Change
in technique improves accuracy of sentinel node biopsy for breast
cancer patients
A technique that has simplified identification
of the sentinel lymph node in breast cancer cases improves the accuracy
of the biopsy, according to an article in the August issue of the
journal American Surgeon. The refined technique involves injection
of radioactive tracer into sites above and adjacent to the tumor,
and it may also improve modeling of radiation fields because it detects
the small percentage of patients whose sentinel node is located in
the chest rather than the axilla.
Although a number of surgeons have switched
from random dissection of multiple axillary nodes to sentinel node
biopsy, the optimal technique for performing such a biopsy remains
controversial with multiple techniques in use, noted D. Scott Lind,
M.D., lead author of the retrospective study.
"With respect to treating breast
cancer, we have become much, much less invasive and less radical,"

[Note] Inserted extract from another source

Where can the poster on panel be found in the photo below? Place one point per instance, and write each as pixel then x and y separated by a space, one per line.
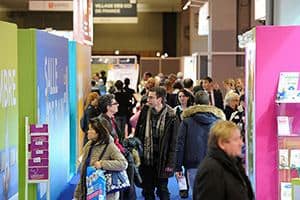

said Lind. "In the last century we went from radical mastectomy
to learning that you can do breast-conserving therapy and can spare
the patient the morbidity of taking the whole breast off, with equivalent
outcomes. In the last 10 years, nearly every patient who previously
would have undergone axillary dissection undergoes sentinel node
biopsy. The problem is that's rapidly becoming the standard of care
without a standard technique. A lot of people are doing it in different
ways."
Typically, a surgeon injects a small amount
of a radioactive tracer around the patient's tumor, and then locates
the sentinel node with a hand-held device used to detect the tracer's
path. A blue dye also is injected into the breast tissue to help
visually confirm the node's location. However, surgeons continue
to debate the ideal site for tracer injection, with many surgeons
noting that it can be technically very difficult to inject the radiotracer
directly into the area of the original tumor, according to Lind.
In the current study, an American team retrospectively
studied 118 patients who were grouped into three categories based
on radiotracer injection technique: One group (65) had injection
into the skin over the tumor, 6 had injection into the breast tissue
around the tumor, and 47 had dual injection. Overall, at least one
sentinel node was identified in 98.3 percent of patients. A sentinel
node was identified in 98.5 percent of patients who received injection
in the skin above the tumor, 83.3 percent of those who received
injection around the tumor, and 100 percent of those who received
both injections.
Although the results showed that injection
into the skin overlying the area of the tumor is an accurate localizing
technique, dual injection increased the accuracy of identification
by detecting abnormal patterns of lymph fluid drainage, something
that is found in up to 20 percent of breast cancer patients, Lind
said. Practitioners then could target radiation treatments accordingly,
sparing radiation to unnecessary tissues.
The study's authors also questioned the need
for using blue dye, which is associated with rare but serious allergic
reactions. The research group has abandoned its use, although it
continues to be commonly used in the U.S.
"We found that using the two injection
sites allows us to reliably identify the sentinel node in the most
effective fashion," Lind said. "And it probably has some
advantages because we won't have to worry about patients having
reactions to blue dye, and we can identify nonaxillary sites of
disease that may affect treatment planning. This is particularly
important with the new breast cancer staging system coming out in
January, which will incorporate sentinel node results."